By calling create_tree on the trace, we get a reconstructed tree which has the character positions of the flag characters in the val field of the nodes. Now all we have to do is generate a flag out of this tree.

Generating the Flag

We need to serialize the tree into a set of equivalent characters, which we call classes from now on. Those classes represent different characters, and the most important property is that the character values of the classes are sorted from smallest to biggest value.

def serialize(tree):
	if tree is None:
		return []
	result = serialize(tree.left)
	result += [ tree.val ]
	if tree.right is not None:
		result += serialize(tree.right)
	return result

Getting the classes is now easy:

tree = create_tree(trace)
classes = serialize(tree)

Now we can assign character values to every class. For the first two classes we already know the values: space and O. The last class is the { character.

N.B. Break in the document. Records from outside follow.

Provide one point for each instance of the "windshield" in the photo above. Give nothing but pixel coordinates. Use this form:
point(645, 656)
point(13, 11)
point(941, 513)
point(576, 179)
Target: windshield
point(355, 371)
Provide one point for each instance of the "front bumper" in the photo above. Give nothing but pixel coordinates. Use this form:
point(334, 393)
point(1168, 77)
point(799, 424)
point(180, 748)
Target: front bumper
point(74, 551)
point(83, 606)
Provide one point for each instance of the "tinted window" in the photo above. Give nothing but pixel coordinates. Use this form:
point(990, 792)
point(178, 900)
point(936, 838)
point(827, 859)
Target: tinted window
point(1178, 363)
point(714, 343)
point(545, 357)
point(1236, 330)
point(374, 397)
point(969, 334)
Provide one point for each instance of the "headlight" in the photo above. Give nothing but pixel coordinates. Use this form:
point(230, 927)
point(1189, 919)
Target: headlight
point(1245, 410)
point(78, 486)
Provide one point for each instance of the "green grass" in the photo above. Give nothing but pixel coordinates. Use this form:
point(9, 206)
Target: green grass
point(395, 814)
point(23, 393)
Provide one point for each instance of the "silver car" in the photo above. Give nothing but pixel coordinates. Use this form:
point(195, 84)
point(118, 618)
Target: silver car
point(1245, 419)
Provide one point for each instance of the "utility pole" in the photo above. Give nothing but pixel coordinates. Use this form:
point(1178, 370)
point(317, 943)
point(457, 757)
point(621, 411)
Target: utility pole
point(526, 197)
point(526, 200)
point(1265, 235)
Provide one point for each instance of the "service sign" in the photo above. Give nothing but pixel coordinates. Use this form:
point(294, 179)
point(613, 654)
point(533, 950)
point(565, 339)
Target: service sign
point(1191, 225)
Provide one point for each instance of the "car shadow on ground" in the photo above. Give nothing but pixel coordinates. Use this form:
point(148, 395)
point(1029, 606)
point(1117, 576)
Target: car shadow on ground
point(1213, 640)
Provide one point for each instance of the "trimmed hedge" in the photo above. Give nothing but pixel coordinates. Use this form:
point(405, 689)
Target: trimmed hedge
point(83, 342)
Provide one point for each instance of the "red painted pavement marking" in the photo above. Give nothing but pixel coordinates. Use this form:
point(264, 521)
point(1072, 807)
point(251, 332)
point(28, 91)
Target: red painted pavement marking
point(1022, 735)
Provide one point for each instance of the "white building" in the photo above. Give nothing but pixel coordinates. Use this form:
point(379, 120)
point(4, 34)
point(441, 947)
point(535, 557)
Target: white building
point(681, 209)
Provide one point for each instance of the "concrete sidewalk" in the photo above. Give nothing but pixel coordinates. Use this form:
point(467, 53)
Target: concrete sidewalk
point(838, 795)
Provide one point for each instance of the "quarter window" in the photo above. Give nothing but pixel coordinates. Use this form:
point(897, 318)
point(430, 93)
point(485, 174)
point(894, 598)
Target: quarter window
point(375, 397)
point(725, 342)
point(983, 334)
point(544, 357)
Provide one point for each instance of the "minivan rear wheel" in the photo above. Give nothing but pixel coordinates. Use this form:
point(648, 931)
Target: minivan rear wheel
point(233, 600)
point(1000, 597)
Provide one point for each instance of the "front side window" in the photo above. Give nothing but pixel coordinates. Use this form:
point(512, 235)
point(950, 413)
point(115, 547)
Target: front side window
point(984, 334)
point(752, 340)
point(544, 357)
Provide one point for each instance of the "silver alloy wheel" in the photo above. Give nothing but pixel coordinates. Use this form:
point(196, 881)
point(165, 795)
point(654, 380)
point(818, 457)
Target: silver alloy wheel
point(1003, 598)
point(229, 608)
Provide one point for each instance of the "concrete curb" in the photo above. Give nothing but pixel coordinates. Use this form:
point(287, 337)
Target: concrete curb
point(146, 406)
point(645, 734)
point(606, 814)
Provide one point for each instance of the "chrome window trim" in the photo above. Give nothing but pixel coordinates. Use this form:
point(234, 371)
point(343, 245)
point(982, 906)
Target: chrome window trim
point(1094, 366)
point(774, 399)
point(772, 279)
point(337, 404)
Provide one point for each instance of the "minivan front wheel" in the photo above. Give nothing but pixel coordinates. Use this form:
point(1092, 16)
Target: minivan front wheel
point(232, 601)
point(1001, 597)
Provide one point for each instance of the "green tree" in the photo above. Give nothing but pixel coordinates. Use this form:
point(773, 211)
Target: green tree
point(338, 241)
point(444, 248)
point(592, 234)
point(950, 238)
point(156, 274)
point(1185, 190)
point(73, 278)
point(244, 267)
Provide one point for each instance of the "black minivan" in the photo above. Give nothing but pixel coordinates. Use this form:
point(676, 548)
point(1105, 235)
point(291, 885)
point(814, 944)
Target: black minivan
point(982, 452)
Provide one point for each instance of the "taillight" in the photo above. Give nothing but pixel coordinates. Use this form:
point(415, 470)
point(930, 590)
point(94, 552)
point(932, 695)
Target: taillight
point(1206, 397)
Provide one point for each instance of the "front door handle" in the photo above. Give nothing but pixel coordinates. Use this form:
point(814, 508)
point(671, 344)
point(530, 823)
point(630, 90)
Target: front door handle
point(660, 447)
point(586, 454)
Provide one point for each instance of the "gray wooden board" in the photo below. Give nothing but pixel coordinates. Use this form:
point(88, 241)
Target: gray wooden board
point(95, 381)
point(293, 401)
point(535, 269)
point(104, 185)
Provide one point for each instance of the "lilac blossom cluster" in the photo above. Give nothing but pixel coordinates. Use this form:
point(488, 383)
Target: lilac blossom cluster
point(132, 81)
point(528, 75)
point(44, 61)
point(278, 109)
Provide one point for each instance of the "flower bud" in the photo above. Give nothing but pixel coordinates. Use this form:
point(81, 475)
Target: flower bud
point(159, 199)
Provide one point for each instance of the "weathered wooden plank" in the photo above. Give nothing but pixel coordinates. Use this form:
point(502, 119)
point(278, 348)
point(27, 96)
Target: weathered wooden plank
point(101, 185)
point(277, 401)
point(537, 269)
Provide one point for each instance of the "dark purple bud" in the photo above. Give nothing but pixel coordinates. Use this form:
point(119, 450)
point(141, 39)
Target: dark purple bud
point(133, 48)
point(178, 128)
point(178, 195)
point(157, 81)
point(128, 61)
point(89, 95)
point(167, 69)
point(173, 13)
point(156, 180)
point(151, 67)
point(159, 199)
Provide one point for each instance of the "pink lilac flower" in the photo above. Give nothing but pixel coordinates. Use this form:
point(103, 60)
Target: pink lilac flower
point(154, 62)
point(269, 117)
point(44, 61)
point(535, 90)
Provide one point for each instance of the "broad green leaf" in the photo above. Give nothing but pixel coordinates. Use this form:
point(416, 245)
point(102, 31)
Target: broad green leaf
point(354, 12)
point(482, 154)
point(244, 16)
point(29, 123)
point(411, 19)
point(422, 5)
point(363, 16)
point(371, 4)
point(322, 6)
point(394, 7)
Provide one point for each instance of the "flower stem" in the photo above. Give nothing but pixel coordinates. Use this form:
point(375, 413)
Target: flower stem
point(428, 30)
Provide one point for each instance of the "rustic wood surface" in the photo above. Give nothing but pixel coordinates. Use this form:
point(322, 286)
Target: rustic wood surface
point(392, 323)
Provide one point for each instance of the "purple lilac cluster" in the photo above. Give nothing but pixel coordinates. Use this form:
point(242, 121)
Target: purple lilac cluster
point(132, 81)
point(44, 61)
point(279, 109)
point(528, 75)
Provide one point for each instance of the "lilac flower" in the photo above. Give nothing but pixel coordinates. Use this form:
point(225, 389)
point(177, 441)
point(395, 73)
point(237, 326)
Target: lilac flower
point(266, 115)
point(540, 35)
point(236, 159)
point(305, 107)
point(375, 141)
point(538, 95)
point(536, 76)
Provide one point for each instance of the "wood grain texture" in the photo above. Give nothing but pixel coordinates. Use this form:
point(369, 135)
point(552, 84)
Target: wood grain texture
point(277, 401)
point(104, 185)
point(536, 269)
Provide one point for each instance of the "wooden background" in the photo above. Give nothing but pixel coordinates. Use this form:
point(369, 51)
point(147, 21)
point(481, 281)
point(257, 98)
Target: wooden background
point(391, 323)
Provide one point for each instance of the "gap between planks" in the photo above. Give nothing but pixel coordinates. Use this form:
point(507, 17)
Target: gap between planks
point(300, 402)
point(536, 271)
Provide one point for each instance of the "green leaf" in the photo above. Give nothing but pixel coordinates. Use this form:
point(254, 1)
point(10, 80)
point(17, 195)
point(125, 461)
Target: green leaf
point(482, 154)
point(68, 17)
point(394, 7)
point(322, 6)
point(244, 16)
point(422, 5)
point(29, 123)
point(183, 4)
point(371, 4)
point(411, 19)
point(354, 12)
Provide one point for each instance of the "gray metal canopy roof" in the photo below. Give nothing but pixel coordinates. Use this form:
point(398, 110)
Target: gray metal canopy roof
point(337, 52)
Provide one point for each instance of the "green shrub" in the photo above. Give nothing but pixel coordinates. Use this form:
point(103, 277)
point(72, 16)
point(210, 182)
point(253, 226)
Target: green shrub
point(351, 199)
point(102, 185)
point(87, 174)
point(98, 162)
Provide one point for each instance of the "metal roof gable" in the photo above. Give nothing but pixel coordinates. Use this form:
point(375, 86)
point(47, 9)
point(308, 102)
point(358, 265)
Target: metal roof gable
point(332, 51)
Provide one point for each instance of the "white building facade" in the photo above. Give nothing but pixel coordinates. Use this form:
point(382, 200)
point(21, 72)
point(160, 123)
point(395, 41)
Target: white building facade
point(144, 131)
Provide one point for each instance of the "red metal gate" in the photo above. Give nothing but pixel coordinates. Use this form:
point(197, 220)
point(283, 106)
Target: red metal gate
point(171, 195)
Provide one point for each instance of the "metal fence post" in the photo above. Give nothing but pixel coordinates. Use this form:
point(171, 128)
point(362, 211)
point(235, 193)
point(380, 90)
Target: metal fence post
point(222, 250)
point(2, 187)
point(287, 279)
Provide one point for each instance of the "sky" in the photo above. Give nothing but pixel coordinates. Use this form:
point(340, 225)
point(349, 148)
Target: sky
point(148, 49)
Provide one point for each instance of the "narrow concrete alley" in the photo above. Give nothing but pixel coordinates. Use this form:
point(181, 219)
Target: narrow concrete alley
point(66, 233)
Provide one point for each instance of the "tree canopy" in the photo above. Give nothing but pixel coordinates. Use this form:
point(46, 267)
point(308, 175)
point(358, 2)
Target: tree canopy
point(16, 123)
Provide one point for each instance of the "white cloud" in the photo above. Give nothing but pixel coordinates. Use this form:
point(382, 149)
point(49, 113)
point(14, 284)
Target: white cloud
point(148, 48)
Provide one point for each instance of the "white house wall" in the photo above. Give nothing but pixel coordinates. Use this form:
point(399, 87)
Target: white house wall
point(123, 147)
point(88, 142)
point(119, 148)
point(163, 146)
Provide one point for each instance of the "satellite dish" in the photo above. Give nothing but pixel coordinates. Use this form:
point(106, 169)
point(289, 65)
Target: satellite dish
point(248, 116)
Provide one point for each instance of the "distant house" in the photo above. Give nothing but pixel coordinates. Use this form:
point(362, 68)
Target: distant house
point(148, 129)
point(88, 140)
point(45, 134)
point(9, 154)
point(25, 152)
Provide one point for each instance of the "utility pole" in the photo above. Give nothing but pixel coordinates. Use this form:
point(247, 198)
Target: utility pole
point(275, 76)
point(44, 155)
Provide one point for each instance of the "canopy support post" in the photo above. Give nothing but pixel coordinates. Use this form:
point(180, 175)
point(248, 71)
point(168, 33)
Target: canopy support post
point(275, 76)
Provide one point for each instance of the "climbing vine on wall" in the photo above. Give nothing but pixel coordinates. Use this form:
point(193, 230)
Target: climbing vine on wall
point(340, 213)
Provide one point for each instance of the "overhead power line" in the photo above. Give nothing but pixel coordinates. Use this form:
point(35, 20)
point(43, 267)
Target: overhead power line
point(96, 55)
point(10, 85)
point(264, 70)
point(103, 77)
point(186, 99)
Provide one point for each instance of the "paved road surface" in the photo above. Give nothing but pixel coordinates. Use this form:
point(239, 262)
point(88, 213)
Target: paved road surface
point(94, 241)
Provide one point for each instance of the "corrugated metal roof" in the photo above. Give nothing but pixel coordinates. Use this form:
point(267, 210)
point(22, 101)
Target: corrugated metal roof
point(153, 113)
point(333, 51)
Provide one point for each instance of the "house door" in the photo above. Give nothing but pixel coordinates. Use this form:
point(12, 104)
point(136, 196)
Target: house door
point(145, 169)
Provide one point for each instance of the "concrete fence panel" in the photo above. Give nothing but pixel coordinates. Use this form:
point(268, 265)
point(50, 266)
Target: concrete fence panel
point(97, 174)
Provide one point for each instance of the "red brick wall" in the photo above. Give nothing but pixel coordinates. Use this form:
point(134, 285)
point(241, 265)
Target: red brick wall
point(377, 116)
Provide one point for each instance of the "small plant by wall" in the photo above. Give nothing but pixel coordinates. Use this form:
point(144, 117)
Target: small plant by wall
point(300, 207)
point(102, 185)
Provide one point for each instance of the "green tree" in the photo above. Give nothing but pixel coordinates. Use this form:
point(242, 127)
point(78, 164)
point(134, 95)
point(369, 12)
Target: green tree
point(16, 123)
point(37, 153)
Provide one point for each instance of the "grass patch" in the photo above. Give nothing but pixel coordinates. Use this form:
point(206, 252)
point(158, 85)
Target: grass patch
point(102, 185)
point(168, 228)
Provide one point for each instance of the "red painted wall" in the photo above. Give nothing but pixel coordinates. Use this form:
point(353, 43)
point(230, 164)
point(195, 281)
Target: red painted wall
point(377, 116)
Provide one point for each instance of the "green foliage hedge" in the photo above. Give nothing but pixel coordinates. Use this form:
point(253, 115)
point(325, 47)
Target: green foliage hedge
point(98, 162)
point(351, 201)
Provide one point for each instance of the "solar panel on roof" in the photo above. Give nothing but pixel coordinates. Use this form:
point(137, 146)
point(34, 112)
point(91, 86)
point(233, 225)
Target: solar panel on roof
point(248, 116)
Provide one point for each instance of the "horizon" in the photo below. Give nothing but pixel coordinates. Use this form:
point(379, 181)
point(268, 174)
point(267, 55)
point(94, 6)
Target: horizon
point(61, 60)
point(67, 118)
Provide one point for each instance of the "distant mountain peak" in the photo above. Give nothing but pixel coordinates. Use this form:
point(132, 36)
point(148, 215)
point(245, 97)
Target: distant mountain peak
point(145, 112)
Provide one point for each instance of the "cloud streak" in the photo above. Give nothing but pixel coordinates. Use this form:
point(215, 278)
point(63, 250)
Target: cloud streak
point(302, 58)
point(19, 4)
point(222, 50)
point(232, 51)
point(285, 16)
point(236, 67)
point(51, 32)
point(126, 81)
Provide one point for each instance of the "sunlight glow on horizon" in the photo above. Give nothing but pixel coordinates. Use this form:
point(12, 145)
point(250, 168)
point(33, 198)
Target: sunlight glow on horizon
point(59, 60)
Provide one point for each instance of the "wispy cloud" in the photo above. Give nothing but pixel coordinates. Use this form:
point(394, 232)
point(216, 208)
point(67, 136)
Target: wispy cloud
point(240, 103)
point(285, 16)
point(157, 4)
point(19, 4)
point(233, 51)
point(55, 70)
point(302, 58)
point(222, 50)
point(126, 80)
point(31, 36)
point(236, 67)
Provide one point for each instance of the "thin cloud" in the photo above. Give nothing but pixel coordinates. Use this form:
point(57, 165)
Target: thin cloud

values = [ '.' ] * len(classes)
values[0] = ' '
values[1] = 'O'
values[-1] = '{'

Unfortunately the character values are not value[i] = x + i, but instead there is a “gap” between some character values. This is what we have to guess. Solving the challenge is now about guessing those “gaps”:

skip = [ 0 ] * len(classes)
skip[7] = 2
skip[9] = 2
skip[14] = 1
skip[19] = 2
off = 0
for i in range(2, len(classes) - 1):
	off += skip[i]
	values[i] = chr(0x60 + (i - 1) + off)

flag = [ '}' ] * len(flag_format)
for i in range(len(classes)):
	for n in classes[i]:
		flag[n] = values[i]

print("".join(flag))

The complete solve script is available here: solve.py

Running this script reveals the flag:

OOO{even my three year old boy can read this stupid trace}

Other Observations

The program was probably compiled with -O0, since many useless load and store operations can be observed.
The program is dynamically linked, since GOT/PLT based calls can be observed, and two different address ranges are in use.
The program was probably traced with a debugger, because the address range of the program code starts with 0x5555…
The dynamic linker cannot be observed at any time, which indicates that all functions were resolved before the trace recording started.